Della seconda scena, quella del tragitto verso casa, mi piace la scena del cavallo sfiancato, a metà strada tra Tex (“Ehi amigo, schiaccia le palle a quel mustang!”) e Cuore (“Vedi, Enrico, i patrioti del Risorgimento soffrirono molto più di quel cavallo, ma il nobile sentimento dell’Italia Unita fece come se venissero loro schiacciate le palle”), e apprezzo del senso pratico del passante che non si fa i cazzi suoi. Visto che pioveva, però, il cavallo poteva essersi rinfrescato.
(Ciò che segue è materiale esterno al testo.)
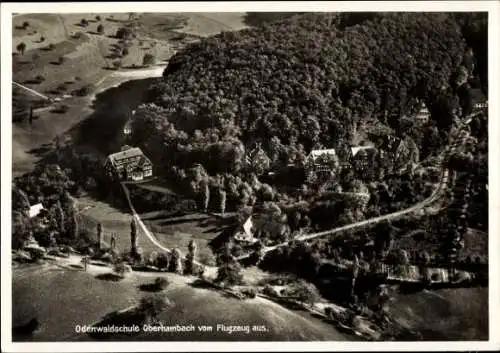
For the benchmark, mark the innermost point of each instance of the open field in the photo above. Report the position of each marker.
(207, 24)
(84, 64)
(446, 314)
(177, 232)
(62, 299)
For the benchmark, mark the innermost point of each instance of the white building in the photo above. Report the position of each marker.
(35, 210)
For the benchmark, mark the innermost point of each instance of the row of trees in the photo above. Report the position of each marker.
(294, 85)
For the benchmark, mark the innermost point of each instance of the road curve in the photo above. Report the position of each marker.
(210, 271)
(30, 90)
(391, 216)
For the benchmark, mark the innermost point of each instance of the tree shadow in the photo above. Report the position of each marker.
(256, 19)
(149, 287)
(112, 277)
(40, 150)
(123, 318)
(201, 284)
(23, 332)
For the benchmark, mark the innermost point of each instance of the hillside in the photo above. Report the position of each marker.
(61, 299)
(309, 81)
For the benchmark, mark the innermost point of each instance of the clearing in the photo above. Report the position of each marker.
(63, 298)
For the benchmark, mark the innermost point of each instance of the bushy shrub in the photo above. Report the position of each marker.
(151, 306)
(63, 108)
(121, 269)
(270, 291)
(148, 59)
(124, 33)
(161, 283)
(83, 91)
(39, 78)
(249, 292)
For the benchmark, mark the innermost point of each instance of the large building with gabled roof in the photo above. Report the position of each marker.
(130, 164)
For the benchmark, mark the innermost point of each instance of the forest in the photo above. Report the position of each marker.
(305, 81)
(308, 81)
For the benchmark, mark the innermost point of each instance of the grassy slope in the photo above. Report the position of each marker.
(447, 314)
(83, 58)
(62, 299)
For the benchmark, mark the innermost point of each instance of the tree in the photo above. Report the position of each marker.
(99, 235)
(162, 261)
(206, 196)
(74, 231)
(133, 237)
(306, 292)
(191, 258)
(148, 59)
(176, 262)
(60, 218)
(120, 269)
(151, 306)
(124, 33)
(161, 283)
(21, 47)
(229, 270)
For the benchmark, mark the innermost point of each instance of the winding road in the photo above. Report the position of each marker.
(455, 139)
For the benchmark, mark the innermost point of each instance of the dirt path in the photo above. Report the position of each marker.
(32, 91)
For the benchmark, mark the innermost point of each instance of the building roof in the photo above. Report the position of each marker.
(316, 153)
(247, 226)
(122, 155)
(35, 210)
(477, 95)
(356, 149)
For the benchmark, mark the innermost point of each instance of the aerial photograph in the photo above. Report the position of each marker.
(249, 176)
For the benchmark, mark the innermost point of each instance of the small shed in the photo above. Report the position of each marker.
(35, 210)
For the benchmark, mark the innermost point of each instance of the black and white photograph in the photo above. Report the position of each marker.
(247, 175)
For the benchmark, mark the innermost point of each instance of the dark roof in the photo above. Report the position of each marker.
(477, 95)
(129, 153)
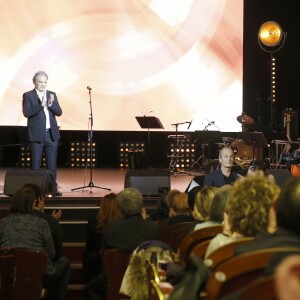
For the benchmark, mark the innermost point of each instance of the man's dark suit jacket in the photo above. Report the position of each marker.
(280, 238)
(216, 178)
(36, 119)
(55, 231)
(126, 234)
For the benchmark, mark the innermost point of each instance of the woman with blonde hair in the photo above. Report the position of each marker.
(248, 210)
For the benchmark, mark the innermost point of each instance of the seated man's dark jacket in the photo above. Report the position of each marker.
(126, 234)
(55, 231)
(216, 178)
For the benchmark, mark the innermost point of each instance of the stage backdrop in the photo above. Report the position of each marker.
(176, 60)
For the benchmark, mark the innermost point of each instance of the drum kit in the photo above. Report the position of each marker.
(244, 154)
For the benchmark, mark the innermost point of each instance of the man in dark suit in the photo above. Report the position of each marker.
(41, 107)
(127, 233)
(224, 175)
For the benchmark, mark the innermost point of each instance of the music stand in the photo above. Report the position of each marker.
(208, 137)
(255, 139)
(147, 122)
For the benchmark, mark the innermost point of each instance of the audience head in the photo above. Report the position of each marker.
(22, 202)
(180, 205)
(109, 210)
(249, 204)
(288, 205)
(226, 157)
(39, 198)
(217, 209)
(130, 202)
(203, 202)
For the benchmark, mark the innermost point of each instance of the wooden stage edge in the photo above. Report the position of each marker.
(74, 178)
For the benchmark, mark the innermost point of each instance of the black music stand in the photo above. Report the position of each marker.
(255, 139)
(208, 137)
(149, 123)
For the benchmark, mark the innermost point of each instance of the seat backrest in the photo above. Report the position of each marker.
(260, 289)
(28, 267)
(115, 262)
(173, 234)
(200, 249)
(224, 252)
(239, 271)
(31, 266)
(7, 275)
(196, 237)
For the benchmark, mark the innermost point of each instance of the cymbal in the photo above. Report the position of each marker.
(244, 119)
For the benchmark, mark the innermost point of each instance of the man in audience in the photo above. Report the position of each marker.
(224, 174)
(285, 215)
(22, 229)
(38, 210)
(180, 210)
(287, 278)
(127, 233)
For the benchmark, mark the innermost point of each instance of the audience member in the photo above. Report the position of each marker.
(163, 206)
(21, 228)
(217, 208)
(127, 233)
(38, 210)
(94, 234)
(180, 210)
(223, 175)
(283, 223)
(203, 202)
(93, 272)
(247, 210)
(287, 278)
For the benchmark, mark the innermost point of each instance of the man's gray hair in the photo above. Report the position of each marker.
(130, 202)
(38, 73)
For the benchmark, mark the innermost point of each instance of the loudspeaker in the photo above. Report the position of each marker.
(148, 182)
(280, 175)
(16, 178)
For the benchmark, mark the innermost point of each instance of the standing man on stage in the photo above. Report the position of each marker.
(223, 175)
(41, 107)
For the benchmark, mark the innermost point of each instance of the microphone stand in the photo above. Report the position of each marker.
(90, 140)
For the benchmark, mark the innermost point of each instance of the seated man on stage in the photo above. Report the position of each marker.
(223, 175)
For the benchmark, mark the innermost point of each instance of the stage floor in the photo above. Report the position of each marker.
(72, 178)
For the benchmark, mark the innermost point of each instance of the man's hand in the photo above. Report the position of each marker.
(56, 214)
(51, 99)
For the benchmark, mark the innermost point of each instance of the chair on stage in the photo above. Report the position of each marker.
(115, 262)
(225, 252)
(196, 237)
(239, 271)
(28, 267)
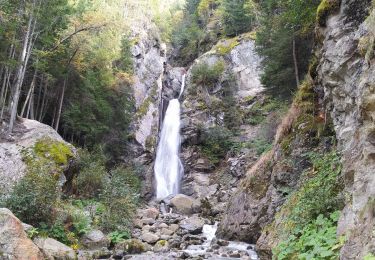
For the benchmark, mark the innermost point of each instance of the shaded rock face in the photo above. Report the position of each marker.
(12, 167)
(53, 249)
(14, 243)
(348, 78)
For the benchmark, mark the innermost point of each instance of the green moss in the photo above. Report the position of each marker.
(313, 67)
(207, 75)
(325, 9)
(48, 148)
(225, 47)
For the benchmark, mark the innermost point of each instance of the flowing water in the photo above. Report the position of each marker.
(168, 167)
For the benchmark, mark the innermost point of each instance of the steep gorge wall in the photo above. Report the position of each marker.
(347, 72)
L’apoteosi dell’imbecillità sta nella terza scena. Il pappagallo non parla, e la signora che fa? Lo riporta indietro al negozio? Si rivolge ad un veterinario? Tenta qualche tecnica logopedistica? Ne è felice perché non le rompe i marroni? No, niente di tutto questo: chiama un prete! Alla faccia dell’oscurantismo!Il personaggio del prete forse è ancora più surreale di quello della signora o del pappagallo: un uomo di chiesa che evidentemente non ha di meglio da fare che accorrere a benedire pappagalli che non parlano, usando per di più l’acqua santa (la cosa tra l’altro mi puzza un po’ di blasfemo…) e che soprattutto sviene quando sente una parolaccia. Io amo quest’uomo, lo voglio come zio!
Il difetto primario della barzelletta sta a questo punto nel finale: lo svenimento del prete crea una situazione surreale, e la prima frase pronunciata dal pappagallo prelude al finale in modo troppo plateale, e quindi il climax è anticipato. Una delle regole di base delle barzellette è che il finale deve essere in crescendo. E’ come se ne finale della barzelletta del Fantasma Formaggino si aggiungesse: “E il fantasma rimase con un palmo di naso”. Una chiusura in calare deve essere tagliata e se non è possibile, come nel caso della barzelletta oggetto dell’analisi, allora è un’antibarzelletta. Insomma, per che cacchio ridevate prima?